If you’d like a more detailed analysis of Bloom Energy and their prospects in 2023 and beyond, check out our Hydrogen Industry and Stocks Report.
The continuous development and maturing of green energy sectors like EVs, fuel cell technologies, energy storage, and hydrogen will support scalabilty, decrease risk for private and public investments and reduce regulatory barriers, further boosting the green energy stock market.
An issue of national and international security, climate change is accelerating the global economy’s determination to switch to cleaner and greenhouse gas-free sources of energy, thus giving an additional advantage to renewable energy solutions.
With all those factors in place, saying that investing in green energy is a good idea would be an understatement.

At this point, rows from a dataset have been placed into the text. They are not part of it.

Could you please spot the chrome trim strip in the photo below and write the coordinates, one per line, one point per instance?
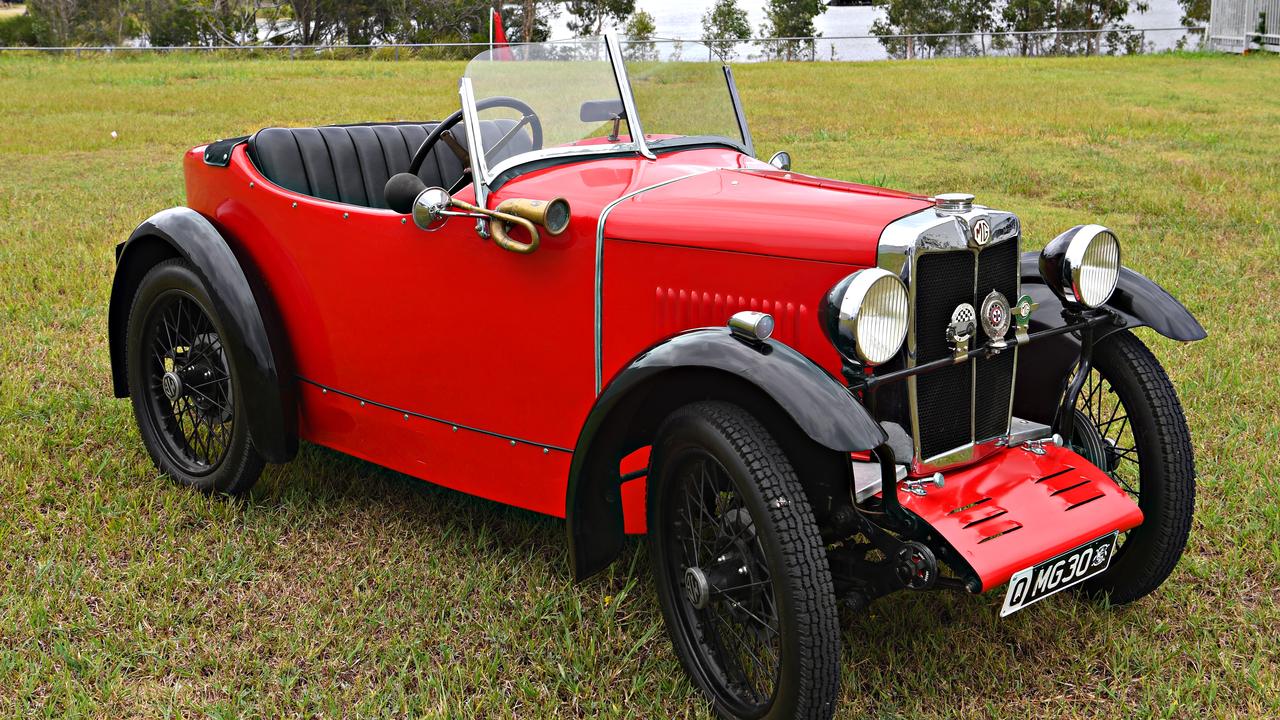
(440, 420)
(737, 110)
(629, 100)
(599, 269)
(475, 141)
(900, 246)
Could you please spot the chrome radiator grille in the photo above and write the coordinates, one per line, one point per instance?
(970, 401)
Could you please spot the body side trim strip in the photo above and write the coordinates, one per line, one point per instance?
(599, 269)
(440, 420)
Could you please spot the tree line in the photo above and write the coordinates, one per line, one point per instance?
(1029, 27)
(725, 23)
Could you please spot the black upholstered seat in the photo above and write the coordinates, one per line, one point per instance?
(352, 163)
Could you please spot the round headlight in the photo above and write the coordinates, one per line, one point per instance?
(865, 315)
(1083, 264)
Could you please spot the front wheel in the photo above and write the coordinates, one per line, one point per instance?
(740, 568)
(187, 397)
(1129, 423)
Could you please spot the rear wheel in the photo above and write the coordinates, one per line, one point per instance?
(186, 396)
(1129, 422)
(740, 568)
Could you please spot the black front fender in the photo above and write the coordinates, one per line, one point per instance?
(1045, 367)
(766, 377)
(255, 337)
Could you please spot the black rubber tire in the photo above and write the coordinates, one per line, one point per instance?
(808, 677)
(1150, 552)
(240, 464)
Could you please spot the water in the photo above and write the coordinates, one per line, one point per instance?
(682, 19)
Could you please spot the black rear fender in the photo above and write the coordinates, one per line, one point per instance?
(1045, 365)
(255, 338)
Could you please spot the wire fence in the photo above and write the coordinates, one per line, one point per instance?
(1104, 41)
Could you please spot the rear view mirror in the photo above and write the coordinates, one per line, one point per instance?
(600, 110)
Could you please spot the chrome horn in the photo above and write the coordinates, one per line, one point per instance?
(433, 205)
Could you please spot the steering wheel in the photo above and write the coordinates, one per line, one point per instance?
(528, 117)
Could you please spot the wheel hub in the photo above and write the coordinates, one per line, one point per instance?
(172, 386)
(698, 588)
(1091, 443)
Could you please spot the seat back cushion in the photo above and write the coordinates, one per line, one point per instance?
(352, 163)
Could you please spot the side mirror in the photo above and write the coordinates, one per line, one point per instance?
(430, 208)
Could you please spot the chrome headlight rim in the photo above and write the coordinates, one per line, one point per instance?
(845, 310)
(1070, 265)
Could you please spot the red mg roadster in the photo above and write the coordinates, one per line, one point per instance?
(583, 294)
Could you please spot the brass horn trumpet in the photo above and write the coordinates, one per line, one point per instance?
(433, 204)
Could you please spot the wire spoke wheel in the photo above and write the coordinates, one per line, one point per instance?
(188, 383)
(740, 568)
(718, 555)
(1130, 424)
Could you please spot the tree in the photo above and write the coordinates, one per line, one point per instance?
(935, 21)
(723, 26)
(531, 18)
(791, 18)
(1028, 18)
(169, 22)
(588, 17)
(1098, 16)
(639, 31)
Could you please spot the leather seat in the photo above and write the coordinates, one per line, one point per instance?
(352, 163)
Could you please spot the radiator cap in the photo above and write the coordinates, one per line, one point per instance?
(952, 203)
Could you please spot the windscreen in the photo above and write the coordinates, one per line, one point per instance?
(568, 87)
(681, 92)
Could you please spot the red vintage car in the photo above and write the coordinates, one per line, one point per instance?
(804, 391)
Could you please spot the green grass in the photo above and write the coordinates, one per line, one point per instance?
(343, 589)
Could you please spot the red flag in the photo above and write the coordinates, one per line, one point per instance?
(499, 37)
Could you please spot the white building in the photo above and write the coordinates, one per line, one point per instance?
(1234, 26)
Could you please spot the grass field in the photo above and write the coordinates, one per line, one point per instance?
(342, 589)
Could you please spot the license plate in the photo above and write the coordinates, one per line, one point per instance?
(1036, 583)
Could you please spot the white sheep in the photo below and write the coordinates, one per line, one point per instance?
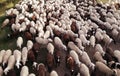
(17, 55)
(84, 40)
(19, 42)
(104, 68)
(79, 43)
(50, 29)
(33, 30)
(32, 74)
(29, 44)
(92, 41)
(107, 39)
(15, 27)
(72, 46)
(84, 70)
(86, 60)
(6, 56)
(2, 53)
(98, 57)
(99, 48)
(46, 34)
(59, 43)
(98, 36)
(11, 62)
(42, 40)
(117, 54)
(24, 71)
(53, 73)
(50, 48)
(1, 71)
(6, 21)
(75, 57)
(24, 55)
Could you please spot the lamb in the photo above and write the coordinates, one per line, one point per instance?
(24, 71)
(10, 65)
(59, 43)
(19, 42)
(1, 71)
(75, 57)
(84, 70)
(92, 41)
(104, 68)
(117, 54)
(53, 73)
(99, 48)
(79, 43)
(72, 46)
(2, 53)
(50, 48)
(84, 40)
(24, 54)
(6, 56)
(86, 60)
(98, 57)
(29, 44)
(17, 55)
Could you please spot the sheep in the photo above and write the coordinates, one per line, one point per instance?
(24, 54)
(41, 69)
(11, 62)
(2, 53)
(84, 40)
(6, 56)
(50, 29)
(5, 22)
(98, 57)
(92, 41)
(17, 55)
(79, 43)
(98, 36)
(86, 60)
(19, 42)
(32, 30)
(104, 68)
(75, 57)
(29, 44)
(50, 48)
(42, 40)
(1, 71)
(53, 73)
(15, 27)
(59, 43)
(32, 74)
(107, 39)
(84, 70)
(24, 71)
(57, 56)
(99, 48)
(72, 46)
(46, 34)
(117, 54)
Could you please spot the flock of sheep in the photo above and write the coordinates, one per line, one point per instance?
(58, 26)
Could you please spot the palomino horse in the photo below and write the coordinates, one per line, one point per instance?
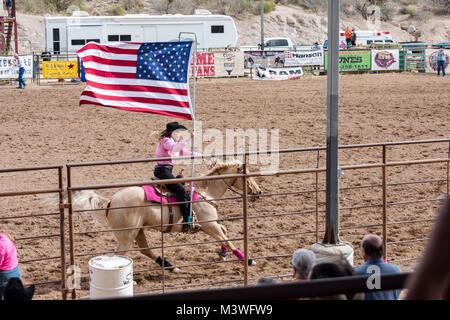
(142, 215)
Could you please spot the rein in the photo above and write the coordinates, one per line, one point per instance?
(230, 187)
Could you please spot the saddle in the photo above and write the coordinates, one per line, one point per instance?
(162, 190)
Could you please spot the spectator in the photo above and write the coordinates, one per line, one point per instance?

Disclosure: I/we have no stock, option or similar derivative position in any of the companies mentioned, and no plans to initiate any such positions within the next 72 hours. I wrote this article myself, and it expresses my own opinions. I am not receiving compensation for it (other than from Carbon Herald). I have no business relationship with any company whose stock is mentioned in this article.
Additional disclosure: The information contained herein is for informational purposes only. Nothing in this article should be taken as a solicitation to purchase or sell securities. Before buying or selling any stock, you should do your own research and reach your own conclusion or consult a financial advisor. Investing includes risks, including loss of principal.